Ten minutes later, Camille Thibodaux and her sons of twelve, ten, and eight had dragged, rolled, and lifted Joey Benavides onto her bed. She’d considered using the guest bed, but her four-poster had strong oak rails at the head and foot, giving her something to chain his arms and legs to. Jacques’s grandfather had been the sheriff of Terrebonne Parish, and Camille had been able to find two pairs of his old handcuffs in the drawer where Jacques kept what he called his “important tactical shit.”

She used ropes and duct tape to secure Joey’s ankles, sure it cut off his circulation, but she didn’t really care.

Satisfied Benavides wouldn’t be able to escape when he woke up, Camille stepped back to try to work out what to do next. If he’d told anyone he was here, she was screwed. Help would be along anytime. But considering the fact that he’d tried to drug her instead of arrest her, she hoped his visit was unofficial and off the books.

The three boys stood behind her, flushed and glowing that they’d be able to tell their dad about being men of the house while he was gone. Jacques had instilled in them from birth that “protector of the mama” was the highest of callings.

Camille handed Dan the keys to Joey B’s sedan, holding up the ignition key so he’d know which one it was, and told him to drive the car around back so it was off the street and out of sight. At ten, he was the best driver of all the boys and often took the wheel when they went to their grandpa’s farm in Louisiana. Besides that, she wasn’t about to leave them alone in the house with this creep, even if he was tied up.

She sent the other two boys to clean up the glass in the kitchen and picked up her cell phone with trembling hands to make another futile attempt at calling Jacques. He rarely spoke of it, but she knew his life was full of stabbing and head bashing. He would surely know what to do. Benavides had said that Ronnie Garcia was in custody. Though Camille didn’t know everything, she was smart enough to read between the lines and see that if IDTF agents had found Ronnie, everyone she was associated with was in mortal danger.

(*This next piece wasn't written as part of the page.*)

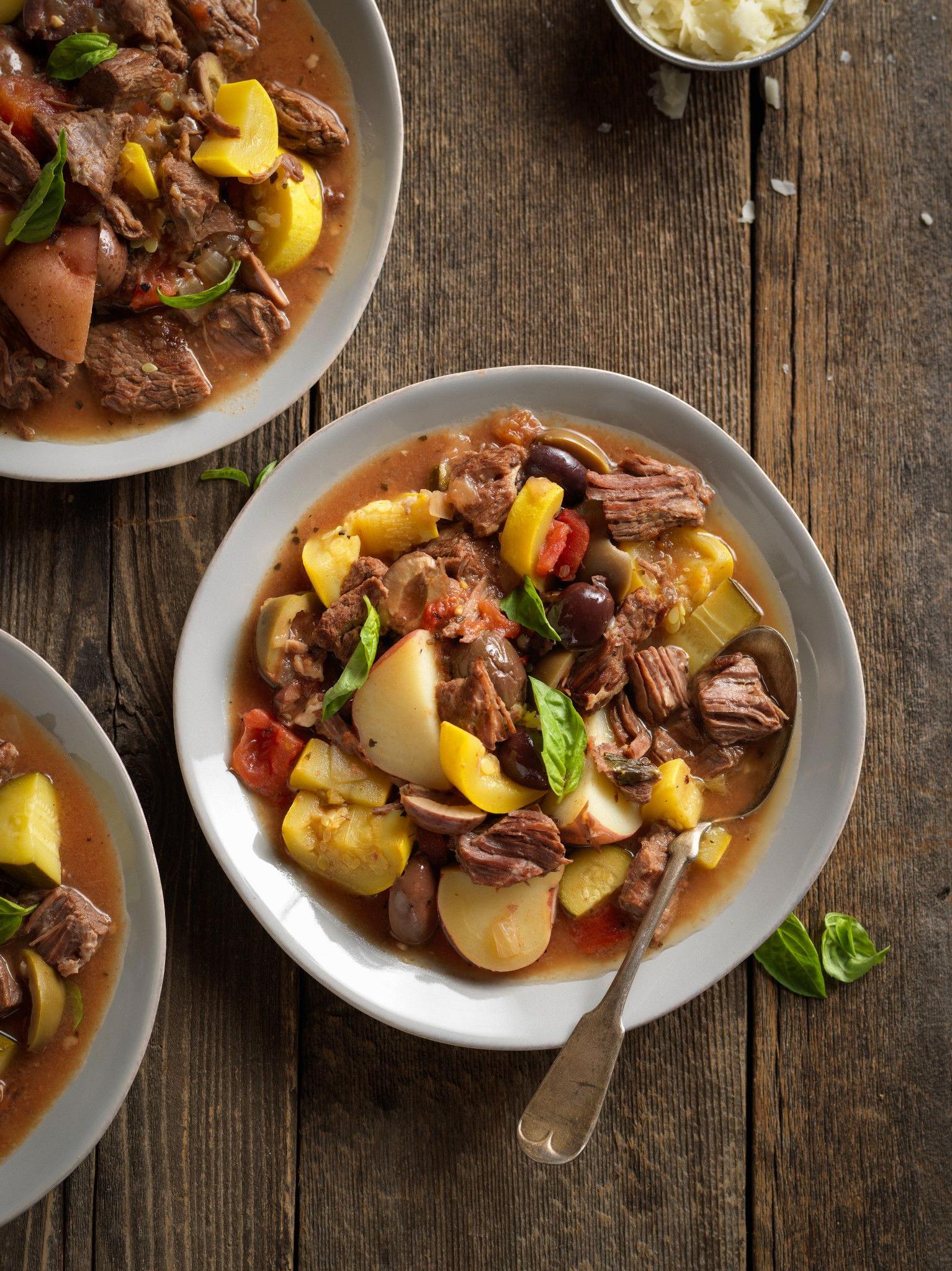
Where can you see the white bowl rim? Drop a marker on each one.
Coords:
(224, 422)
(153, 899)
(789, 520)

She got Jacques’s voice mail, listened to all of it just to hear his voice, then tried again, holding on to hope while it rang. Still nothing. Cursing under her breath in staccato Italian, she paced back and forth, her eyes locked on the unconscious man tied to her bed.

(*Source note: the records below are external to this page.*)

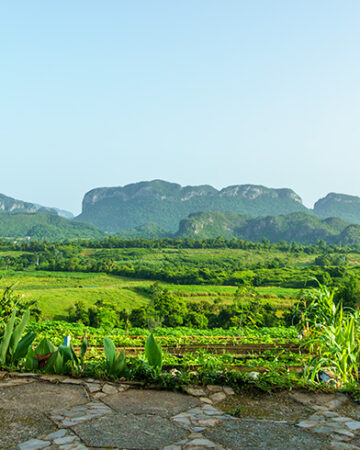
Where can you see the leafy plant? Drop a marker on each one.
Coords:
(115, 364)
(13, 348)
(153, 353)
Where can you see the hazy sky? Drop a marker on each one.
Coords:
(106, 93)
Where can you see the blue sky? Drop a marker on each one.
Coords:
(195, 92)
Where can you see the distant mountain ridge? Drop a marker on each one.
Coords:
(347, 207)
(299, 227)
(121, 208)
(9, 204)
(50, 227)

“Come on, Jacques,” she said, barely holding her sobs at bay. It was all over the Internet what these IDTF guys did to their prisoners. The thought of it made her sick to her stomach. Jacques and Jericho were both AWOL so they would be no help. It was up to her to figure out what to do to help Ronnie. She was smart and relatively fit, but she knew she couldn’t do this by herself — whatever it was she was doing.

With no one else to call, she scrolled through her list of contacts and took a deep breath before punching in the number to the last person on earth who should want to help Veronica Garcia.

Chapter 34

Croatia, 9:50 PM

It was dark by the time Quinn rode the Toaster Tank Beemer up the cobblestone road in front of the Bursaws’ inn. From the looks of things, the party had been going on for some time.

Petra’s father played raucous folk music on his accordion beside two men about his age on a wooden stage they’d dragged up under the canopy of the beech tree. One man played the violin, another a long-necked stringed instrument called a tamburica that sounded to Quinn much like a mandolin.

Song sat on the back of the bike for a long moment after Quinn rolled to a stop and lowered the side stand. Arms locked around his waist, she seemed frozen in place, her eyes glued to the musicians. The end of a number broke the spell and Quinn felt her shake herself as if shooing away a stray thought. He steadied the bike while he waited for her to swing a leg off and step back.

“I need to make arrangements,” she said, removing her helmet and running a hand through her hair as she started for the door. “I’ll be down in a moment.”

She bounded through the milling crowd as if she couldn’t wait to get away from Quinn now that she was out of her stupor.

Kevin Bursaw stood chatting with a small crowd of men under a string of white and red lights, the colors of the Croatian flag. Nibbling from a paper plate piled high with food, he looked up and waved at Quinn, motioning him over.